27 APRIL 2004, Page 51

Outposts of the imagination

John de Falbe

ISLANDS by Dan Sleigh Secker, f17.99, pp. 758, ISBN 043620620X

This novel, translated from the Afrikaans by Andre Brink, was offered to me for review with an apologetic note advising me to abandon it at the first onset of boredom. Seven hundred and fifty dense pages later I can report that it is riveting throughout. Based on the first 50 years of Dutch settlement in South Africa. it is a monumental, vividly imagined epic that, in spite of its huge cast and range, maintains its balance and direction.

It may give some idea of the book's scale to observe that the central character, Pieternella, is not born until page 154. She is the first half-caste to be born in the colony. If this immediately makes the book sound schematic, then nothing could be further from the truth. Each chapter is centred on a man who is connected with her in some way. First of all there is Autshumao, or Chief Harry, the first native to be involved with the Dutch. His tribe is poor and it suits him well when his bright niece, Krotoa, is taken into the Dutch commander's household and renamed Eva.

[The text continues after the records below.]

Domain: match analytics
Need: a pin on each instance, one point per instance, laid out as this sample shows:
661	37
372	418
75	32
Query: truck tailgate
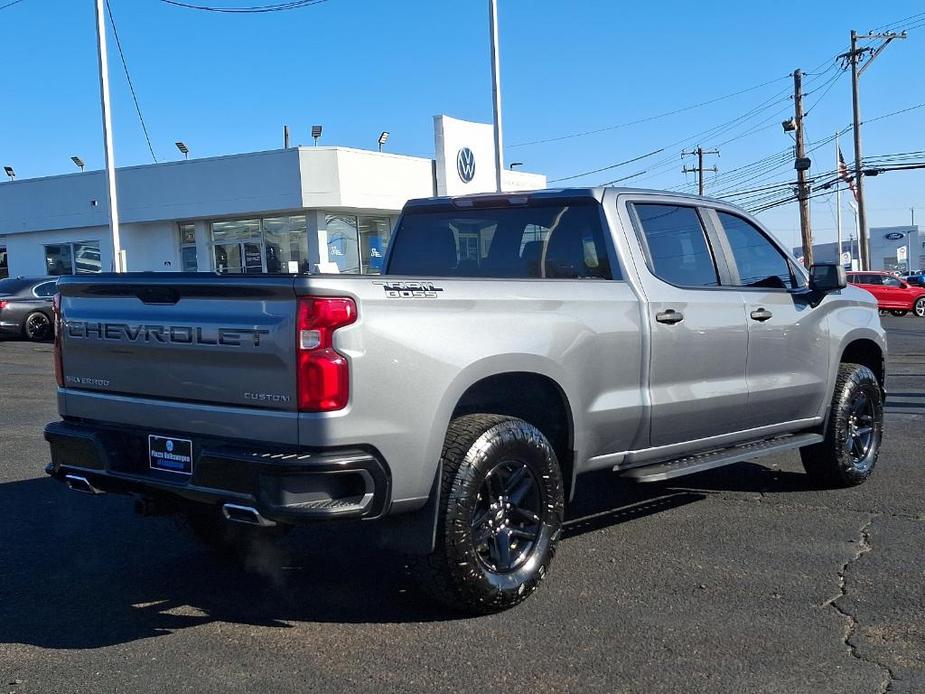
185	338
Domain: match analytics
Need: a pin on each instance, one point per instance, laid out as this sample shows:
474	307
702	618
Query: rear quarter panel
411	359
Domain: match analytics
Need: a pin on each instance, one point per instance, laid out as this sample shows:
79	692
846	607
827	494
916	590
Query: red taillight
323	373
59	364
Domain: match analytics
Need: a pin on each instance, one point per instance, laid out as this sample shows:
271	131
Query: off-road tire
456	574
833	462
37	327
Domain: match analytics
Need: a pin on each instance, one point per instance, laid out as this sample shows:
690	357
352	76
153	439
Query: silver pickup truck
513	342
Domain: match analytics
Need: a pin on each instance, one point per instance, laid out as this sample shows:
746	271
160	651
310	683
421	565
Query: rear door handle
669	316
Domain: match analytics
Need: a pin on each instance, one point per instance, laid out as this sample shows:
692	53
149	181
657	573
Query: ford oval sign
465	164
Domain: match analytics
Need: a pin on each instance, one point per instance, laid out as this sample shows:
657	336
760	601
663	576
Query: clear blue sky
227	83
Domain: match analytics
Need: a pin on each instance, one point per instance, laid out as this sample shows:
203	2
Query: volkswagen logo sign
465	164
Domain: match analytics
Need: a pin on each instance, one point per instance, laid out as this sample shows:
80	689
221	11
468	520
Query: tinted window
46	289
677	245
759	262
552	241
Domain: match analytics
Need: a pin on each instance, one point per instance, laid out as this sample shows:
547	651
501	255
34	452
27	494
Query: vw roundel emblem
465	164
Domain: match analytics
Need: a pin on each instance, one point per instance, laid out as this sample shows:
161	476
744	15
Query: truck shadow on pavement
81	572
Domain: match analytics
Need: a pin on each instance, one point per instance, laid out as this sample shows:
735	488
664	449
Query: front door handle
669	316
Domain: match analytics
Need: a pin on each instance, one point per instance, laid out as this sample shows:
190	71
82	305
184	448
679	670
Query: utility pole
853	57
699	152
802	165
118	257
838	201
496	91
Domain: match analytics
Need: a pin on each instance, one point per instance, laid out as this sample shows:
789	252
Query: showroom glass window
677	246
73	258
286	244
374	239
188	260
343	242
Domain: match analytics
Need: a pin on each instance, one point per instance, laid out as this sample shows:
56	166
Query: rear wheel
919	307
853	432
36	327
501	508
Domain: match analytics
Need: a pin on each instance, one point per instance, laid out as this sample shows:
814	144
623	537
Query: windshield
557	240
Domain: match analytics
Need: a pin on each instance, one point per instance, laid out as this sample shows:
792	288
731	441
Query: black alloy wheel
37	326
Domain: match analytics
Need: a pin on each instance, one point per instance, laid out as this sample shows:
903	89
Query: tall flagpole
117	254
838	199
496	91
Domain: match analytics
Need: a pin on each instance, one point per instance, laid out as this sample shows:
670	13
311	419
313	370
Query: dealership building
301	209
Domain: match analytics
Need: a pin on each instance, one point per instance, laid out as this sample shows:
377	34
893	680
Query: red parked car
892	294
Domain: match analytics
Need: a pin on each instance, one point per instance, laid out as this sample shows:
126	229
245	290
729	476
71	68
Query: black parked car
26	308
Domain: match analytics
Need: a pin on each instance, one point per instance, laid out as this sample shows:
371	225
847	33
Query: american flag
845	175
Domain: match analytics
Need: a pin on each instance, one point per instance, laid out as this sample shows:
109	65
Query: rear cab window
539	240
676	244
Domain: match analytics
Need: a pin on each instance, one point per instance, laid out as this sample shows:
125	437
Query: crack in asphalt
864	546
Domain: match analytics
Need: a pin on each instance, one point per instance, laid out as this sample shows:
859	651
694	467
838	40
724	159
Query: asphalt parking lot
744	579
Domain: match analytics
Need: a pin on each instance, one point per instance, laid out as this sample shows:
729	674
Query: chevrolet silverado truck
512	343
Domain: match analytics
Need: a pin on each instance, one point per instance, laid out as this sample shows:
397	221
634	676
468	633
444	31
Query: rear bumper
283	485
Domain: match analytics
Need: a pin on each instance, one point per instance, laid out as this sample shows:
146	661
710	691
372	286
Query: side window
46	289
677	245
759	262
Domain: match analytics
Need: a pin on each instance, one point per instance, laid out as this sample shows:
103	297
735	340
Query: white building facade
302	209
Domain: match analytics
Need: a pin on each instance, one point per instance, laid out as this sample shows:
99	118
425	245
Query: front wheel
501	509
853	432
919	307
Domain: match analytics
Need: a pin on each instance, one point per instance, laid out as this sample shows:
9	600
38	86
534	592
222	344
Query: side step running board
689	465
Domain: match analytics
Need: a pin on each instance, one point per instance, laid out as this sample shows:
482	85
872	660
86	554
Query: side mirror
827	277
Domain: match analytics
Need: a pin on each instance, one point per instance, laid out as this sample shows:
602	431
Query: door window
677	245
46	289
759	262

There she learns the language and becomes a useful go-between. She develops a taste for European habits and in due course marries Peter Havgard, a Dane in Dutch service. By the time he is killed on an expedition to Madagascar, she is no longer useful to the Dutch. She turns to drink and is confined to Robben Island.

The children's interests are looked after, so far as possible, by the soldier Hans Michiel and then the fisherman Bart. But Hans Michiel is sent back to the Fatherland and Bart goes off to try his luck as a settler in Mauritius, where once he was shipwrecked. Now the sinister Advocate Deneyn watches over Pieternella from a distance, placing her and her brothers with a responsible foster family when their miserable mother dies of 'the English disease'. After Deneyn is moved on to Batavia, Bart reappears, adopts Pieternella and one of her brothers, and takes them to Mauritius where she marries the cooper Daniel. Eventually they come back to the Cape and we meet the secretary who is the story's narrator.

Although this relay-like structure is beautifully managed — and if it were not, the book would fall apart — what makes Islands so remarkable is its richness. Huge research must have gone into it, but the detail is vivid, not dry. We experience both the Dutch and the native worlds through a kaleidoscope of personal narratives which clash and interlock at every level. External forces might remove a character by execution, banishment, shipwreck and so forth, but individual lives propel the book. As the narrator remarks towards the end, 'the Cape relied on its outposts, and each outpost in turn on the potential of its own available people'. Thus the islands of the title are both the people from Donne's 'No man is an island. . .' and also the outposts.

In his rendering of so many lives and incidents, Sleigh displays staggering imaginative stamina. The prose is flexible and muscular: as a translation, it reads superbly, and one must suppose that the original does likewise. And because Sleigh is so successful in bringing particularities to life, the vast upheavals of humanity, culture, environment, spirit and history are represented with Tolstoyan resonance.